Tungsten (W) is a refractory metal renowned for its extreme properties, including the highest melting point of all pure metals and a density comparable to gold. There is no simple, single answer to how much force it takes to break it. The required force depends on several factors, including the material’s form (wire, rod, or composite), the temperature, and the specific way the force is applied, such as stretching, crushing, or shearing. Understanding the force to break tungsten requires examining the material science metrics that define its resistance to mechanical stress.
Defining the Force Required
The force required to break tungsten is quantified using measurements of stress, which is force distributed over a cross-sectional area, typically expressed in Megapascals (MPa). One Megapascal represents one million Newtons of force applied over a square meter.
The Ultimate Tensile Strength (UTS) measures a material’s resistance to being pulled apart. For pure, commercially prepared tungsten, the UTS is high, typically around 980 MPa. This figure represents the maximum stress the material can endure before it fractures when stretched.
Yield Strength defines the stress at which the tungsten begins to permanently deform. Pure tungsten exhibits a high yield strength, generally in the range of 750 MPa, meaning it resists permanent shape change until a very high load is applied.
Tungsten is also exceptionally hard, demonstrating high resistance to localized surface deformation like scratching or indentation. Its Vickers hardness, a measurement of resistance to penetration, typically ranges from 3,430 to 4,600 MPa. This extreme hardness is why tungsten carbide, an alloy, is widely used in cutting tools and armor-piercing ammunition.
Material Properties that Confer Strength
Tungsten’s immense strength originates deep within its atomic structure. The metal crystallizes in a Body-Centered Cubic (BCC) lattice, where atoms are positioned at the corners of a cube with one atom in the center. This arrangement results in a rigid structure that resists the movement of dislocations—defects that allow metals to bend and deform.
The atoms are held together by some of the strongest metallic bonds known, exhibiting characteristics similar to covalent bonds. Separating these tightly bound atoms requires immense energy to cause fracture, contributing to its high melting point of 3,422°C.
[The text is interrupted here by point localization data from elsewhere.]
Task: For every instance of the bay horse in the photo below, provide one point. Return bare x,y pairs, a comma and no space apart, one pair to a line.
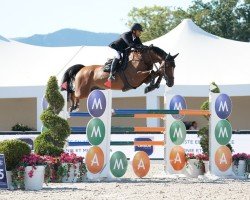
139,70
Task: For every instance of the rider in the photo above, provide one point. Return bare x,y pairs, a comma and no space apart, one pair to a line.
127,39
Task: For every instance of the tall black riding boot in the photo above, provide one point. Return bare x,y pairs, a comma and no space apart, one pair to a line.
113,68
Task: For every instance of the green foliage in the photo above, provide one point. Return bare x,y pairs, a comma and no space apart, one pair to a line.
21,127
153,20
229,19
13,150
214,88
53,96
52,139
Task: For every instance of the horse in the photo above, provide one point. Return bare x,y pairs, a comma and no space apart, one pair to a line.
139,70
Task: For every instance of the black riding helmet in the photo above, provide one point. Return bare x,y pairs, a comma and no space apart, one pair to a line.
136,27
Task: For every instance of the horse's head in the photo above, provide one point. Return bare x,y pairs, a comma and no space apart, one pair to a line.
167,64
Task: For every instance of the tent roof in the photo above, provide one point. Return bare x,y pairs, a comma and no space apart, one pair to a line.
28,65
204,58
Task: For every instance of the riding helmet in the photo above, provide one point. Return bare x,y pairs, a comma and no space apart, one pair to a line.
136,26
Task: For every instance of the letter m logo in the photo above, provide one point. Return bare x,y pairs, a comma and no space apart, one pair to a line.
96,104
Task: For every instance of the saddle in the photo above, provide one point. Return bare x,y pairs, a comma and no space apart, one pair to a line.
122,64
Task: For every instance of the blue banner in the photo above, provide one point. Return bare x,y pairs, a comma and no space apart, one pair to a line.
3,177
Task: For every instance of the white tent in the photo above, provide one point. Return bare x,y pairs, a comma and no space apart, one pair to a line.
203,58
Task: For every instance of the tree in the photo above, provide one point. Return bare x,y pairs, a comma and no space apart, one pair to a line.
229,19
153,19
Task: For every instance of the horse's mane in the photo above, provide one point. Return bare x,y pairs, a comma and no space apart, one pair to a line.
159,51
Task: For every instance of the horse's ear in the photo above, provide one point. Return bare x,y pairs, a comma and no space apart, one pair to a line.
175,55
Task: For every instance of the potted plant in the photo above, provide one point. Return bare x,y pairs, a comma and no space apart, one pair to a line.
72,168
32,171
239,163
13,151
194,165
248,165
205,159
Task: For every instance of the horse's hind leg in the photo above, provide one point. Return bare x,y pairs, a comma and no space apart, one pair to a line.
74,107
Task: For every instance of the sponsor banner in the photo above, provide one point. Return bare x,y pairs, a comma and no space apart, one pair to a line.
240,143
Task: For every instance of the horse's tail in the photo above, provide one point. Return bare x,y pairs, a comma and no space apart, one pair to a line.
69,76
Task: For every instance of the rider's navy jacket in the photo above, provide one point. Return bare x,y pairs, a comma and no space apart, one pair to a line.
125,41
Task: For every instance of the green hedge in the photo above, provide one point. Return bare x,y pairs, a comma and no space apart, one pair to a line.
53,138
13,151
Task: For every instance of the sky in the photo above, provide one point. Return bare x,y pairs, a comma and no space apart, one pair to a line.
23,18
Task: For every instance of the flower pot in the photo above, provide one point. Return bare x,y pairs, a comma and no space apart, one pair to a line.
206,164
193,168
72,172
9,180
240,169
36,181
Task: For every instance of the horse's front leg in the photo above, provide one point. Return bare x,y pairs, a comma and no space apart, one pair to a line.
74,106
153,85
This strong atomic bonding and dense structure are also responsible for tungsten’s high density, nearly 19.3 grams per cubic centimeter. This density, combined with the rigidity conferred by the BCC structure, means the material maintains mechanical strength under extreme temperature and stress. The stiffness of the bonds is reflected in a high Young’s Modulus, a measure of stiffness, of approximately 410 GigaPascals (GPa).
How Tungsten Fails
Despite its high tensile strength, the practical reality of breaking tungsten is often dictated by its inherent brittleness. The BCC crystal structure, while rigid, possesses fewer available slip systems compared to other crystal structures, making it difficult for the material to deform plastically. This limited ability to “flow” under stress causes it to fail suddenly and catastrophically.
This tendency toward sudden failure is quantified by the material’s low Fracture Toughness (\(K_{IC}\)), which is its resistance to crack propagation. Because tungsten is brittle, a microscopic flaw or crack on its surface can quickly lead to complete failure, even if the applied force is well below the ultimate tensile strength. The energy that would be absorbed by a ductile material through bending is instead used to drive the crack forward in tungsten.
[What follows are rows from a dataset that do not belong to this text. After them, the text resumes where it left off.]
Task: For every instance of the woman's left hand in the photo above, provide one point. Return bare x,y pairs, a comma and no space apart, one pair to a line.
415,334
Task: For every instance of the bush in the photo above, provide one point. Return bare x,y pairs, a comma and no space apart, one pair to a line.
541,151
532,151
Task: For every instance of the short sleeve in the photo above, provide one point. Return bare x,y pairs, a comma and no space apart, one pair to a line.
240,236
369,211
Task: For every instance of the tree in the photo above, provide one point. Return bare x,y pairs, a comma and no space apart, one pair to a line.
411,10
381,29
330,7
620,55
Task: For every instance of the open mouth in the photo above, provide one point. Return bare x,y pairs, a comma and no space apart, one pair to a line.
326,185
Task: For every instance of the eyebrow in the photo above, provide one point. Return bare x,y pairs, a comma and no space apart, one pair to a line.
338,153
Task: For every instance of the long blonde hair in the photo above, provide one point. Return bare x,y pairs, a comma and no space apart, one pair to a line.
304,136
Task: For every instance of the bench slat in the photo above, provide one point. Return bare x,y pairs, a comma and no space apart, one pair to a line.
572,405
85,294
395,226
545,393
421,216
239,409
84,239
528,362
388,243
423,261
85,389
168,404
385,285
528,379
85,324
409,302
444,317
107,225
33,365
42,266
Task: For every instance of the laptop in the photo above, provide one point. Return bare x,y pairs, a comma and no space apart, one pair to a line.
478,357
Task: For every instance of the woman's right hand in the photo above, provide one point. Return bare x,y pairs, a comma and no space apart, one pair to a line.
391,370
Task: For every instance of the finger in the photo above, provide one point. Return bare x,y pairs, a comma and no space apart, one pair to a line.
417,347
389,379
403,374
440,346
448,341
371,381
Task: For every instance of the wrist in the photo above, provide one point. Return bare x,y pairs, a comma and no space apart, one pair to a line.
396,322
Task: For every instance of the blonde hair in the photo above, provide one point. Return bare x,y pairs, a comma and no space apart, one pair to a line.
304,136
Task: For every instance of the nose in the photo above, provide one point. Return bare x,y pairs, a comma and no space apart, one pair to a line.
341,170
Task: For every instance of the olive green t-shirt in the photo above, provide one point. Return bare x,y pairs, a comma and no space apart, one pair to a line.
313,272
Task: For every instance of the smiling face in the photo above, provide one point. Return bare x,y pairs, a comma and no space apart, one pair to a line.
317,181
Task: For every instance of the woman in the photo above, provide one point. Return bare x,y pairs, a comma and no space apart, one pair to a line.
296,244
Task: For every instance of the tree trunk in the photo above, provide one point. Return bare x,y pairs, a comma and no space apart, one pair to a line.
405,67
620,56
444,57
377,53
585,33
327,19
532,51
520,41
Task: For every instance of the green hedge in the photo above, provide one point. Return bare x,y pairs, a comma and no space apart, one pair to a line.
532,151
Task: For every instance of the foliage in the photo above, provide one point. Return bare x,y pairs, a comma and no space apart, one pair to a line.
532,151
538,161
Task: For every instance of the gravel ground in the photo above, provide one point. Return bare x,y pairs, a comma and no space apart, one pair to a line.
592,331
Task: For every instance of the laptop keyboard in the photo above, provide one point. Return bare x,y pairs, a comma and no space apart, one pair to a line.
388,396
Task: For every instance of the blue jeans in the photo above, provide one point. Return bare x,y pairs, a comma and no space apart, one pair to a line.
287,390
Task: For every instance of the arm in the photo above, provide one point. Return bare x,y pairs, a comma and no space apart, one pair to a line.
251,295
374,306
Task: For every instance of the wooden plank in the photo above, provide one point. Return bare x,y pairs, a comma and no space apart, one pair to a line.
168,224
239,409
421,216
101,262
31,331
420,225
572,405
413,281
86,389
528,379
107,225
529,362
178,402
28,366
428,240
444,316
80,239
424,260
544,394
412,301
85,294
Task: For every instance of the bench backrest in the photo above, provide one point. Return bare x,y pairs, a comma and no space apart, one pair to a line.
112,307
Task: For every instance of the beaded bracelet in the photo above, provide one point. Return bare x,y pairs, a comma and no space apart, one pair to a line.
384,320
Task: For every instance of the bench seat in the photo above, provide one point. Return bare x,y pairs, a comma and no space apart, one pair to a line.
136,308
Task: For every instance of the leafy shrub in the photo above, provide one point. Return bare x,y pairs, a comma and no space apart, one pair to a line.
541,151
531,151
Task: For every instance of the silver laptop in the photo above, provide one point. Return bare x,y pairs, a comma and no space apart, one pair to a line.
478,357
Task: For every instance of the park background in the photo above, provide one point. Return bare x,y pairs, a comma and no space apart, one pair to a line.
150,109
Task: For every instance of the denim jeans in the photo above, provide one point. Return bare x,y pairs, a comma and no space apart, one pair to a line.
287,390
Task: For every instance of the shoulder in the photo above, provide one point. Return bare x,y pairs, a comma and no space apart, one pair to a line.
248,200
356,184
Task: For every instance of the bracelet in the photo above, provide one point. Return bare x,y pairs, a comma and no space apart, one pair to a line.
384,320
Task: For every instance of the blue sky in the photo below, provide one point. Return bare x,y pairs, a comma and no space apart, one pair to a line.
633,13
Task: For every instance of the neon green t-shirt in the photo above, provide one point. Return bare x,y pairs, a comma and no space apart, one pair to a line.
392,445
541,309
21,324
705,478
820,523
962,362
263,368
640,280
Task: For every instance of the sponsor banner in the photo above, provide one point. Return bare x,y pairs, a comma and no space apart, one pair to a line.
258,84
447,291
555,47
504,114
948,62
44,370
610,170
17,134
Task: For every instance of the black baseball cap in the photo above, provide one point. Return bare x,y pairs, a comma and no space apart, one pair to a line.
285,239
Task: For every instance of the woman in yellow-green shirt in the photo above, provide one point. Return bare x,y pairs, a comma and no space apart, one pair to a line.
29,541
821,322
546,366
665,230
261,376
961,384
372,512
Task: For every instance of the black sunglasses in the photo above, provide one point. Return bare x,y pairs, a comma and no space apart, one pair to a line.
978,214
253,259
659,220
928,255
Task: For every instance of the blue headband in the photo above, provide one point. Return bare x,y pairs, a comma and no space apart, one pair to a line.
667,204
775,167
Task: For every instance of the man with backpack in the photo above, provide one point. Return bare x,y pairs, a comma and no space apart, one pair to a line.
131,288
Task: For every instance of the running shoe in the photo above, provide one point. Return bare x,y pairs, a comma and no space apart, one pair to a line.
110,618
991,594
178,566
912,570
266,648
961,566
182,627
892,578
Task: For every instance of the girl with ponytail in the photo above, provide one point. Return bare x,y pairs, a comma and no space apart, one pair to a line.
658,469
The material’s brittle nature is strongly influenced by temperature, a phenomenon known as the Ductile-Brittle Transition Temperature (DBTT). At room temperature, most polycrystalline tungsten is below its DBTT, which can be as high as 400°C for some forms, making it highly brittle. If the tungsten is heated significantly, it crosses this transition point and becomes more ductile, allowing it to deform slightly before breaking.